Running the option
Draft finds Celtics in good position, for present and future
WALTHAM — The Celtics have picked the most appropriate draft to have negotiating power.
Team president of basketball operations Danny Ainge discussed the Celtics’ draft potential at the team’s practice facility and wouldn’t commit to anything — nor should he. Ainge has no idea what’s going to occur today in New York, where several teams ahead of the Celtics in the draft have interesting agendas.
The Lakers are trying to trade up, and have Pau Gasol to offer. The Rockets are collecting first-round picks like Easter eggs to acquire Dwight Howard from Orlando while college players such as Jared Sullinger and Perry Jones III are dropping because of various issues.
There is the potential for the Celtics to improve quickly, to acquire a future cornerstone player without sacrificing one of their core players. And, finally, the Celtics will see some payoff from the Kendrick Perkins trade, which is how they acquired the 21st pick.
Ainge has decided not to blow up the team and rebuild — right now. Kevin Garnett is undecided about returning, but the consensus is that he will. Ray Allen may not return, but the club is looking into an option such as Jamal Crawford, who would be interested in the Celtics.
With Rajon Rondo and Avery Bradley providing a capable backcourt for the future, and Paul Pierce having two years left on his contract, the Celtics have the opportunity to draft for now and the future, meaning they can select NBA-ready players but are not in desperate need of immediate help through the draft.
Ainge has learned that younger projects such as Perkins and Al Jefferson can turn into gems while players such as Gerald Green and J.R. Giddens may never develop. With the depth of this current draft and two first-round picks, Ainge has several options Thursday, including taking the best two players available — and at least one of those players is likely to be a lottery-caliber pick who has slipped.
“I’ve said from the beginning that this is a deep draft,” Ainge said. “This draft is not necessarily as top-heavy as a lot of people think, but there are some good players at the top of this draft and I think that we’re going to be able to find some good players to fill a role and contribute to our team.”
The Celtics are one of league’s most mysterious teams when it comes to the draft. While many teams release a list of those who work out and offer media availability, the Celtics do not. But they can be trusted with their late-round picks, considering their selections of Bradley, Rondo (through draft-day trade), and Perkins (also draft-day trade).

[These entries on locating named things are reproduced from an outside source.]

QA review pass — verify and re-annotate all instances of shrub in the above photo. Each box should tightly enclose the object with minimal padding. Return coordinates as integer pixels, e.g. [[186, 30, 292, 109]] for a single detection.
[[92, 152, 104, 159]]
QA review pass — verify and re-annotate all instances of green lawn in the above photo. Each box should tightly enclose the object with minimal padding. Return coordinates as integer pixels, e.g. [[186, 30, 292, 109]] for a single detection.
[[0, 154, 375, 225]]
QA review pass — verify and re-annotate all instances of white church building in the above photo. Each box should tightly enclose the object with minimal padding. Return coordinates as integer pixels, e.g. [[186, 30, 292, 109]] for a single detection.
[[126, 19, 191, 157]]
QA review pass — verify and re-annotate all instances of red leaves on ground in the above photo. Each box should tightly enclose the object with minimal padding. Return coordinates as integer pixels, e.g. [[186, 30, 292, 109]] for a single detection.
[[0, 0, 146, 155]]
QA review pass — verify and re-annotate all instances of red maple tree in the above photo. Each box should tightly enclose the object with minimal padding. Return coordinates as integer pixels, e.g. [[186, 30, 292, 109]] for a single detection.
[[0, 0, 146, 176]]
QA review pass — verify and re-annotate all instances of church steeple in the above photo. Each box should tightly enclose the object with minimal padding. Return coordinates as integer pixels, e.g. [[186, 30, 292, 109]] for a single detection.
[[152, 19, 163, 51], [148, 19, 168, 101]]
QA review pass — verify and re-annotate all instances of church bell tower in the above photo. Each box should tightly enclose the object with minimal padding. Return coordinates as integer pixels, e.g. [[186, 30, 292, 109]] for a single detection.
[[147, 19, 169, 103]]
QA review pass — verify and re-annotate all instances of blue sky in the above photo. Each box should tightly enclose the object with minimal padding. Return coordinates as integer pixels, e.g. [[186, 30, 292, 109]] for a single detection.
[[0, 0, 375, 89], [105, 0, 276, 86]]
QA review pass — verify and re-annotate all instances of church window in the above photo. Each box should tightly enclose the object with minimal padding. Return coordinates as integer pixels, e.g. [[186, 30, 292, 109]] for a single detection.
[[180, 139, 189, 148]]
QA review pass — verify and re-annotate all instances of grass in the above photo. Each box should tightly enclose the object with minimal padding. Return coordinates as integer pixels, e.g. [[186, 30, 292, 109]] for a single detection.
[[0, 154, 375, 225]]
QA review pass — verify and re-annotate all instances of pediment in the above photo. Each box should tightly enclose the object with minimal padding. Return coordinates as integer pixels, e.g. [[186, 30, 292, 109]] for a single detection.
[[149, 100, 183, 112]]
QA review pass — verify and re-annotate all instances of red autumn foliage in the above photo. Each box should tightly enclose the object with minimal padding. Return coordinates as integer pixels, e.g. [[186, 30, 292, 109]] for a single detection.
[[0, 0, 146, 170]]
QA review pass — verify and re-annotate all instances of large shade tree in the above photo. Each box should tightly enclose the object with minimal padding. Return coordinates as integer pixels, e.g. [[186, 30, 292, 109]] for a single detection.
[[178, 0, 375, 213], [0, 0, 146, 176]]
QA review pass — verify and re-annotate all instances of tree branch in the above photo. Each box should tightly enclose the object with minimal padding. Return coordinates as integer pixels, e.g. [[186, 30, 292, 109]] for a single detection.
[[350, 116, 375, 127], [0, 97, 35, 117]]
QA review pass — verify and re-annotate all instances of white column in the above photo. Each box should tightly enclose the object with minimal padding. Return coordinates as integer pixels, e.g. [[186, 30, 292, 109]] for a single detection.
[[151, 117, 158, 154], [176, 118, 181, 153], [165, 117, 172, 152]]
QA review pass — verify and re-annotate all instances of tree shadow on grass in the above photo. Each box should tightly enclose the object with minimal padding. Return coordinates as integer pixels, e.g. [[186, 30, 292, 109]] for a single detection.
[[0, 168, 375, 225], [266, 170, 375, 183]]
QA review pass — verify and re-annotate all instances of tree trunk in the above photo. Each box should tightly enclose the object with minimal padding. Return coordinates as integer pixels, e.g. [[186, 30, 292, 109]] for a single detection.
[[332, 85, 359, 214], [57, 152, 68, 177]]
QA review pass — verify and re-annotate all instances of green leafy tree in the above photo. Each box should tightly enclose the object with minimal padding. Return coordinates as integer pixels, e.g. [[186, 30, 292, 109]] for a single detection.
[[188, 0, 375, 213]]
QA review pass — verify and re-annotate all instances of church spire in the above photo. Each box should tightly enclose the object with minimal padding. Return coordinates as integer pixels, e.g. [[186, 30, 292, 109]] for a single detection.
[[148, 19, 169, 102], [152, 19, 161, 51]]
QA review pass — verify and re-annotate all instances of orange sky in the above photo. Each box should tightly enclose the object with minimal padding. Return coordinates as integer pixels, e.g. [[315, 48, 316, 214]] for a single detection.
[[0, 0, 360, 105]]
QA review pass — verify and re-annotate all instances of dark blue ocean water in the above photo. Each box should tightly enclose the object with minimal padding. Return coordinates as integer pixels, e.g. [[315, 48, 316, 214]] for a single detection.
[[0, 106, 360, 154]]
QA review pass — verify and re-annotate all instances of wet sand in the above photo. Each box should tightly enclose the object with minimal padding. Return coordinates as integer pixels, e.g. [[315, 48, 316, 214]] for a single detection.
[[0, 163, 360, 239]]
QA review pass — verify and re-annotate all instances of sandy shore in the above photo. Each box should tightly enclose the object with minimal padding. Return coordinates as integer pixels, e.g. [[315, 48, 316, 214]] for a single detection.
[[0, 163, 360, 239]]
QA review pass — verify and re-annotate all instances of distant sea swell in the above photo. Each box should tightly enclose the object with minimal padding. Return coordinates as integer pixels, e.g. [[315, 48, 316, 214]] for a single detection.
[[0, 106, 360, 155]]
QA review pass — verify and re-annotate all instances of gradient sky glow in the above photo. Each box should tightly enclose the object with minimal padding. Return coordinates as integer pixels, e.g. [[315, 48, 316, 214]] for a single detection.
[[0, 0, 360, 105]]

But don’t expect Ainge to stand pat and use those 21st and 22d picks until all of his efforts to move up or down are exhausted. Ainge is never satisfied with his draft position. Take last year, when he swapped picks with the New Jersey (now Brooklyn) Nets to drop two slots and take JaJuan Johnson in exchange for a second-round pick in 2014.
Ainge was coy Wednesday when discussing Boston’s possibilities. The Celtics want to squeeze every drop of potential out of every draft, which is one of the reasons they filed a grievance with the NBA to acquire a second-round pick in 2013 from the Oklahoma City Thunder, part of the fallout from the Jeff Green trade.
Expect Ainge to get something out of Thursday that we don’t expect, but then again maybe we should.
“I think it’s worth trading up, but it all depends on the price,” Ainge said. “So we’re continuing to have discussions, and we will all the way up as the draft goes on.”
When asked if this is exciting or tiring, Ainge said, “It’s exciting. It’s fun. It’s tiring. We’re here until midnight every night this week in preparation, sort of cramming for the test, but there’s been a lot of work that’s gone in in preparation for this. This is game time, so this is fun.”
This should also be a fun time for Celtics fans, who get a chance to watch Ainge rebuild with some rare assets: multiple first-round draft picks and salary cap space. This gives him a chance to maximize the benefits for his patience.
While Jeff Green and Nenad Krstic didn’t work out as returns on Perkins, the No. 21 pick could make up for that regrettable trade — to a point. And resisting signing players such as Glen Davis and Perkins to long-term contracts has enabled Ainge to invest money in free agency beginning Sunday, when he hopes the first one he signs is Garnett.
It is a very delicate process to attempt to reload and rebuild at the same time, but Ainge is capable of such a feat. And he can be expected to spend every moment as he attempts to come out of Thursday with more assets than expected.
This is the perfect year to flip his current dividends into more resources for now and the future.